Johndie Mar paid no attention. Even in the poor light, you could see the red flush that coloured the whole of one cheek, and the tension that tightened his jaw and his neck. A boy came thrusting his way upstairs, bearing something, a mixture of excitement and fright on his face.

  ‘A second key,’ said Johndie Mar. ‘Now kindly open this door.’

  Behind the boy, three men had appeared. One, at a nod from Argyll, stayed below, barring the stairs to the crowd. The other two slowly mounted the steps. There was no way for Mar to go except upwards. Whitelaw hastily turned and led the way up and into Argyll’s office, which was separate from his parlour. Nicholas waited a moment.
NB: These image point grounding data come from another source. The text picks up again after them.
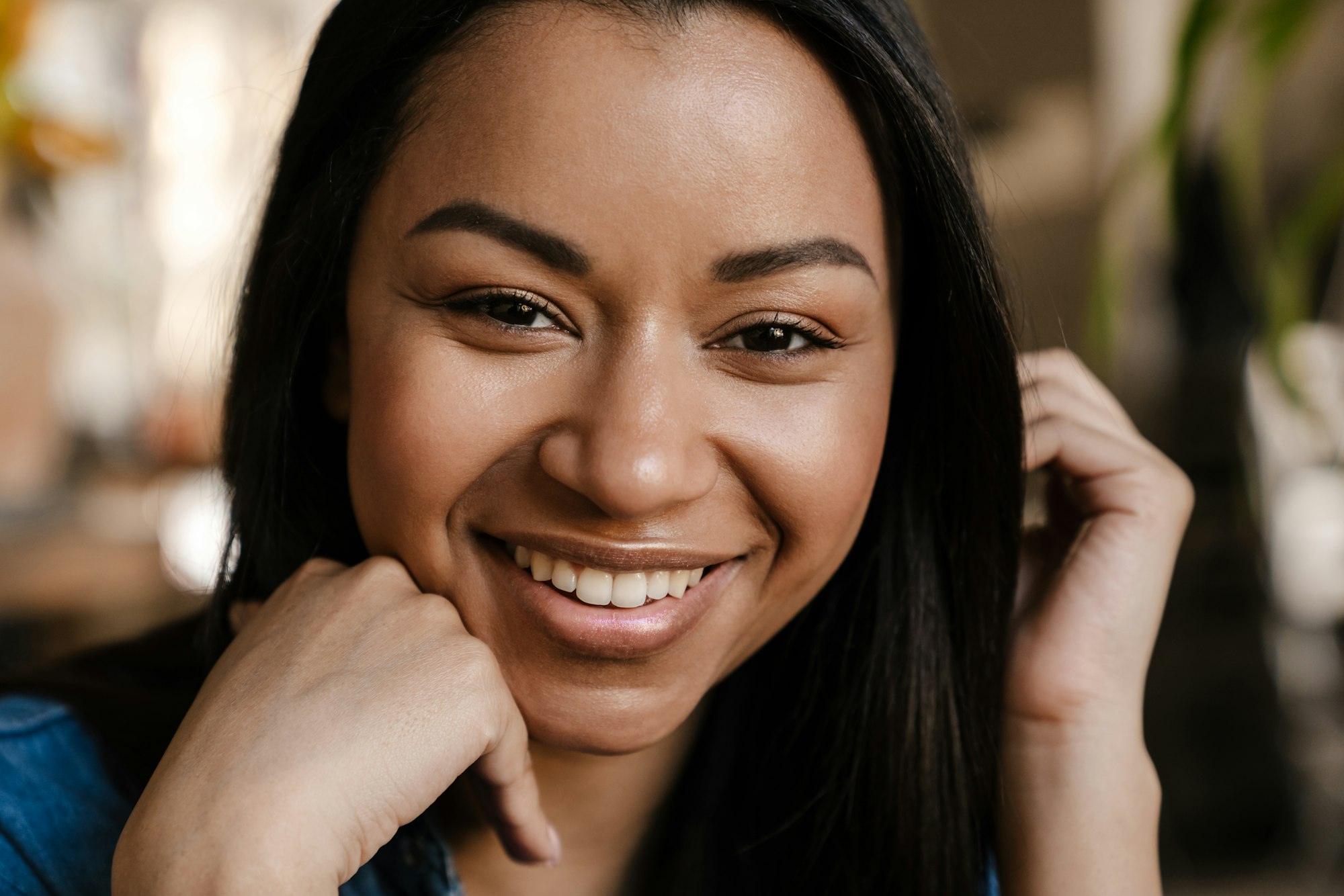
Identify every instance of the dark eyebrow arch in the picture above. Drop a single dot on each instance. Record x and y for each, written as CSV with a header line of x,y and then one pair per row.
x,y
479,218
760,263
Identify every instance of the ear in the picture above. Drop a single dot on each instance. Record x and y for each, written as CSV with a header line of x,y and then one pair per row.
x,y
337,386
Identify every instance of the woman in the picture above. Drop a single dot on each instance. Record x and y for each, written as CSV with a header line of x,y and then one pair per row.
x,y
624,421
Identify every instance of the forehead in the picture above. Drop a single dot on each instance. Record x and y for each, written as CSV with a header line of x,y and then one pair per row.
x,y
714,134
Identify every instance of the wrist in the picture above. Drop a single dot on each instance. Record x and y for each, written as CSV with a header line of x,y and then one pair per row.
x,y
218,854
1079,812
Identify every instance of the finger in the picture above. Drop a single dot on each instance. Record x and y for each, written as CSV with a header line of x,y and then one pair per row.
x,y
1053,398
510,799
1111,475
1069,371
243,613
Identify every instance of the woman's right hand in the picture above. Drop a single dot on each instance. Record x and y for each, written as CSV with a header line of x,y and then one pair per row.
x,y
341,713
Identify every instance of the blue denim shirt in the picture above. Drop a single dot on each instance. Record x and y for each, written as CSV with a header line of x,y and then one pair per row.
x,y
61,817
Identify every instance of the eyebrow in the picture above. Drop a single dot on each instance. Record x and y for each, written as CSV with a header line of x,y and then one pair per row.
x,y
761,263
561,255
479,218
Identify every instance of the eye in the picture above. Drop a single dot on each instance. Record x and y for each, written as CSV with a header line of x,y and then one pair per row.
x,y
783,338
522,311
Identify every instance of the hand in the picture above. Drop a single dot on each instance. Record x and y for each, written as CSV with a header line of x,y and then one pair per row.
x,y
345,709
1081,796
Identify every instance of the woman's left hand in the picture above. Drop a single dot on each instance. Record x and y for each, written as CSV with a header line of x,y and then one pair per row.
x,y
1081,797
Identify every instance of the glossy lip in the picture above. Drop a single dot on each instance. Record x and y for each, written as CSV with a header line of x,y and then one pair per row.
x,y
611,633
615,558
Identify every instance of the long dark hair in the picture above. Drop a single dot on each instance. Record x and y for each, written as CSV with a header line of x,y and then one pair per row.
x,y
858,752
Below, Argyll had taken the key. He turned it quickly, speaking Lang Bessie’s name, and opening the door a short way, pulled the woman out and into the arms of the two henchmen behind him. She looked at Mar as she came, and screamed, for the Prince had steel in each plunging hand, aimed at her face. ‘Slut! Any man’s filth!’

  Argyll was not wearing a sword, but Henry was. The woman escaped, dragged downstairs by Argyll’s men. Johndie Mar’s dagger hit nothing, but his sword, changing direction, sliced across towards Argyll and St Pol. Henry parried it.

  It was, Nicholas was to think later, through no self-effacing wish to protect the Household Controller; the blade was coming towards Henry as well, and Henry was trained to save himself. There was a clash and a blister of sparks in the gloom, and then a mutter, the trample of feet and a flash as Mar changed position and lifted both blades again. The woman had gone. The two servants obeyed a signal to halt. Henry ducked and retreated, sword in both hands, towards what had been Lang Bessie’s room, and Mar followed. There was no fear of Henry attacking Mar. There was every likelihood that Mar was about to do his best to kill Henry.

  Nicholas suddenly saw that Argyll was going to do nothing. He said, ‘My lord?’ And when Argyll looked up, threw him down his own sword. Henry saw it.

  So did Johndie Mar. He laughed. He said, ‘So the Burgundian is your hireling? Whom does he want you to kill, Colin? This pasty-faced heir to Kilmirren, which would suit M. de Fleury? Or me, the King’s brother, which would suit every one of you, because I detest England as Sandy and Margaret do?’